La Turquie, un interlocuteur ascendant en Afrique centrale
L’ancrage d’Albayrak s’inscrit dans la stratégie d’Ankara de multiplier, depuis une décennie, les points d’appui logistiques sur le littoral atlantique africain. Un diplomate turc en poste à Libreville rappelle que « le Congo occupe une position charnière entre le marché d’Afrique centrale et les routes maritimes de l’Atlantique Sud ». Pour Brazzaville, l’arrivée d’un acteur turc de premier plan, déjà présent en Somalie, au Togo ou en Sierra Leone, élargit le spectre de ses partenaires au-delà des alliances traditionnelles avec la France, la Chine ou les institutions multilatérales.
Synergies attendues pour le corridor Pointe-Noire–Brazzaville
Les services que déploiera Albayrak — manutention de conteneurs, gestion d’entrepôts, services douaniers intégrés — devraient rationaliser le flux de marchandises qui transitent par le port autonome de Pointe-Noire avant de remonter le corridor ferroviaire jusqu’à Brazzaville et, au-delà, jusqu’à Bangui et Ndjamena. Les autorités congolaises envisagent une augmentation de capacité évaluée à 35 % d’ici trois ans, condition sine qua non pour absorber la demande sous-régionale.

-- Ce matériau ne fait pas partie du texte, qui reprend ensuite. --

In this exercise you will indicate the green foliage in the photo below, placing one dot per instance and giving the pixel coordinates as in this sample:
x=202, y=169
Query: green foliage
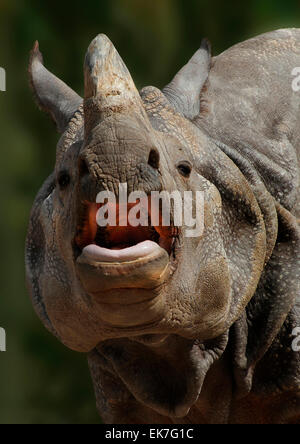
x=40, y=380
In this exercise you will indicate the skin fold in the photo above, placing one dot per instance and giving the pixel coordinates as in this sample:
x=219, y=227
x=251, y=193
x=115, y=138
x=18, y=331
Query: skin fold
x=199, y=331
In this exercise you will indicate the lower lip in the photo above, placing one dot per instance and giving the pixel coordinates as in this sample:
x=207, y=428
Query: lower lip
x=141, y=250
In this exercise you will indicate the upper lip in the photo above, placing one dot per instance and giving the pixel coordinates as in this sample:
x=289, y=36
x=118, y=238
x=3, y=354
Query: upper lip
x=120, y=242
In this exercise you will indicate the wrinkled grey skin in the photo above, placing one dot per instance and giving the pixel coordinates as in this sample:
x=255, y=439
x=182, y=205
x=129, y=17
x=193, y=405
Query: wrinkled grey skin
x=210, y=341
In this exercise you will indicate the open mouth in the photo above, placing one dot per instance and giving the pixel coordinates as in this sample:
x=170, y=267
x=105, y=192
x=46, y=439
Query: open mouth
x=123, y=242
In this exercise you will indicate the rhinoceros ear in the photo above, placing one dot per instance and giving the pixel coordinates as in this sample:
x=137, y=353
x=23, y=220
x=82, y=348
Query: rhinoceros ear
x=184, y=90
x=52, y=95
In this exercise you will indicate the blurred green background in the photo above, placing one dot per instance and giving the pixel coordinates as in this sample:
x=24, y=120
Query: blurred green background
x=40, y=380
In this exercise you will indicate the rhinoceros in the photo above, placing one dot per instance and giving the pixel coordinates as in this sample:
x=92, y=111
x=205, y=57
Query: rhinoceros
x=177, y=329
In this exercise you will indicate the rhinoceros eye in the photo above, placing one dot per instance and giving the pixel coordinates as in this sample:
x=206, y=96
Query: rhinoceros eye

Un expert de la Communauté économique des États de l’Afrique centrale estime que « la standardisation des procédures numériques qu’introduit Albayrak pourrait réduire de deux jours le temps moyen d’escale », élément non négligeable pour attirer les armateurs en quête de fluidité.
Des retombées socio-économiques surveillées par les bailleurs
Sur le plan social, le protocole d’accord prévoit la création progressive d’un millier d’emplois directs et la montée en compétence d’équipes locales à travers des programmes de formation technique. La Banque africaine de développement, déjà impliquée dans la modernisation du port depuis 2012, observe avec intérêt l’arrivée du groupe turc, considérant que le partage de risques entre public et privé renforce la crédibilité du site auprès des investisseurs tiers. Les partenaires financiers rappellent cependant l’importance d’une gouvernance transparente, socle indispensable pour maintenir le classement de Pointe-Noire dans les indices internationaux de performance portuaire.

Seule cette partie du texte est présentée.